Two options with the same consequence
The Swiss are a shrewd people. The Federal Council’s tactic could be to sign off on EU concessions concerning the three side issues – wage protection in the context of cross-border work, the relevance of the EU Citizenship Directive and the prohibition of state aid – in order to save face vis-à-vis Brussels. This would pass the hot potato on to Parliament. If Parliament votes yes, there will likely be a mandatory referendum, requiring a double majority of the voters and of the cantons. The InstA supporters have been purporting that the majority of the cantons will not be required. However, in view of two precedents, the votes on the Free Trade Agreement with the EEC of 1972 and on the Agreement on the European Economic Area of 1992, this cannot seriously be doubted. In light of the general mood, it cannot be ruled out that the InstA would be rejected in a referendum. On the other hand, the EU could also be unwilling to accommodate Switzerland on the three side issues. In that case, the Federal Council would have no choice but to stop the negotiations. In both constellations, as in the Monopoly game, the Federal Council would have to go back to the start. Realistically, two options would then present themselves: Docking with the ESA and the EFTA Court or negotiating a trade agreement without institutions.
Ukraine or not, the EU still has a big role to play in the future UK politics – more than I think the Swiss would be happy with if they try to emulate the EU-UK-TCA.
I select a few quotes from the Q&A of the EU-Commission.
Firstly the ability to cancel all or part of the agreement is not lacking.
“Will the UK still be bound by EU climate change targets and policies?
The UK will define its own climate change targets and policies.
However, the Agreement establishes an ambitious framework for cooperation in the fight against climate change. Under the Agreement, both sides agree that the fight against climate change, and in particular the 2015 Paris Agreement on climate, constitute an essential element of their partnership. Any violation of this essential element by one Party gives the other Party the right to terminate or suspend all or parts of the Agreement.”
Secondly, and not surprising given the UK’s oft repeated musings about getting a competitive advantage by lowering standards we have some of the LPF provisions which contain a commitment to non-regression.
“How will you ensure that the EU’s high social and labour, as well as environmental and climate levels of protection will be upheld?

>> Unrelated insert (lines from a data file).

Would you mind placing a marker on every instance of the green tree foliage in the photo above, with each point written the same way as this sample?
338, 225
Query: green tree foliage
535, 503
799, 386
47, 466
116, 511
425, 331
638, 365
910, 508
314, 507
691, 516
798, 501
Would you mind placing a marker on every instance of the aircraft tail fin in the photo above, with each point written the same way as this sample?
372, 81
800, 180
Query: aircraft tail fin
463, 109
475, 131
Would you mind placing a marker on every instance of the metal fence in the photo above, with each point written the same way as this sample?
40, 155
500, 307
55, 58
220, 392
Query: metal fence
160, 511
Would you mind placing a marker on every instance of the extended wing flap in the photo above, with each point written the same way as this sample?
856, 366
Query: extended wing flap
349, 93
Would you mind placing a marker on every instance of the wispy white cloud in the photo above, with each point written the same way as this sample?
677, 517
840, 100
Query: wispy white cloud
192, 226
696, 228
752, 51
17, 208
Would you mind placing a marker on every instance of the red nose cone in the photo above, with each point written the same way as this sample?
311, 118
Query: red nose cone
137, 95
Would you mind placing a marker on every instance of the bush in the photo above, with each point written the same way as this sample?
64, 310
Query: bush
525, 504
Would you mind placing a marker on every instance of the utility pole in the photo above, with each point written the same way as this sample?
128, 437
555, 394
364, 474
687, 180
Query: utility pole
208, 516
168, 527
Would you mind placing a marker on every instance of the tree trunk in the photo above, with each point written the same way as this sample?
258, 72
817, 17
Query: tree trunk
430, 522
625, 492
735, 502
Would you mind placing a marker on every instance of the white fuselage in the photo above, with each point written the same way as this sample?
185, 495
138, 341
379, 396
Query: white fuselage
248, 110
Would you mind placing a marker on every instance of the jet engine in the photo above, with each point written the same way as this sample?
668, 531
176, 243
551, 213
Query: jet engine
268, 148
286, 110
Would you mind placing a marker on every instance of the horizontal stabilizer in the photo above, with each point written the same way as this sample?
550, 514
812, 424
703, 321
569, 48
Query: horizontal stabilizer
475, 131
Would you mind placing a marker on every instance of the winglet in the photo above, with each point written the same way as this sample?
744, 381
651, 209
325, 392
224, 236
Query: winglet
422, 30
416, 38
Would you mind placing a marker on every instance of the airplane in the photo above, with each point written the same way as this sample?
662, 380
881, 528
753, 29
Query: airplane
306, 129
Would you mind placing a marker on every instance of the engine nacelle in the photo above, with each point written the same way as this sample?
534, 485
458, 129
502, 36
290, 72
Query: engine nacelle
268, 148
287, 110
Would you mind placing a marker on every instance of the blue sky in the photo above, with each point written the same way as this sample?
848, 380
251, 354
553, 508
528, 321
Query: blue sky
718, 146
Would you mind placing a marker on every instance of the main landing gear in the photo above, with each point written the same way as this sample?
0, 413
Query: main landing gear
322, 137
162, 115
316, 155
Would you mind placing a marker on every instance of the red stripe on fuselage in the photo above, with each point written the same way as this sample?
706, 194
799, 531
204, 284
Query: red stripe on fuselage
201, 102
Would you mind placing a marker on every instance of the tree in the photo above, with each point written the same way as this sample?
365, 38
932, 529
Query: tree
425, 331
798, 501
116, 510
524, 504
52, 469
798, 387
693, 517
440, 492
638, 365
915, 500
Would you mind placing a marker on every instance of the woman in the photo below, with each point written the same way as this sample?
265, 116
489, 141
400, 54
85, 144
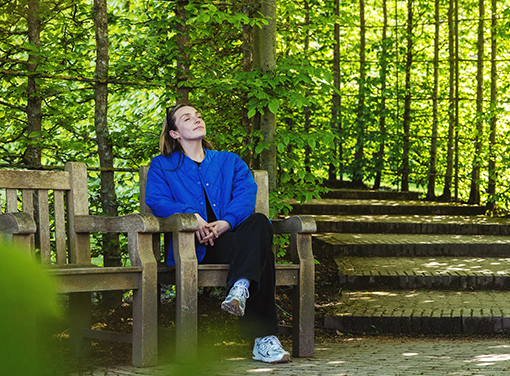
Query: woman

Citizens in the EU and in the UK benefit from some of the highest labour and social standards and environmental and climate committments in the world. The respect of these standards and rules can come with costs for businesses, but since they are followed by the economic actors in the EU’s Single Market, there is no risk of distorted competition. Since the UK, as a neighbouring third country, gains access to the EU’s market without tariffs or quotas, the Parties have agreed to continue upholding the current high levels of protection to avoid unfair competitive advantages from the lowering of their levels of protection. To that extent, a binding and enforceable commitment of non-regression was included in the chapters dedicated to labour and social standards as well as environment and climate, ensuring that the current levels of protection in the EU and in the UK will continue to be upheld. Each Party also committed to seek to increase over time its levels of protection in these areas.”
And other LPF enforcement provisions allow the EU to retaliate against any attempt by the >UK (and vice-versa) to circumvent the LPF provisions.
“What happens if one side unilaterally distorts the level playing field?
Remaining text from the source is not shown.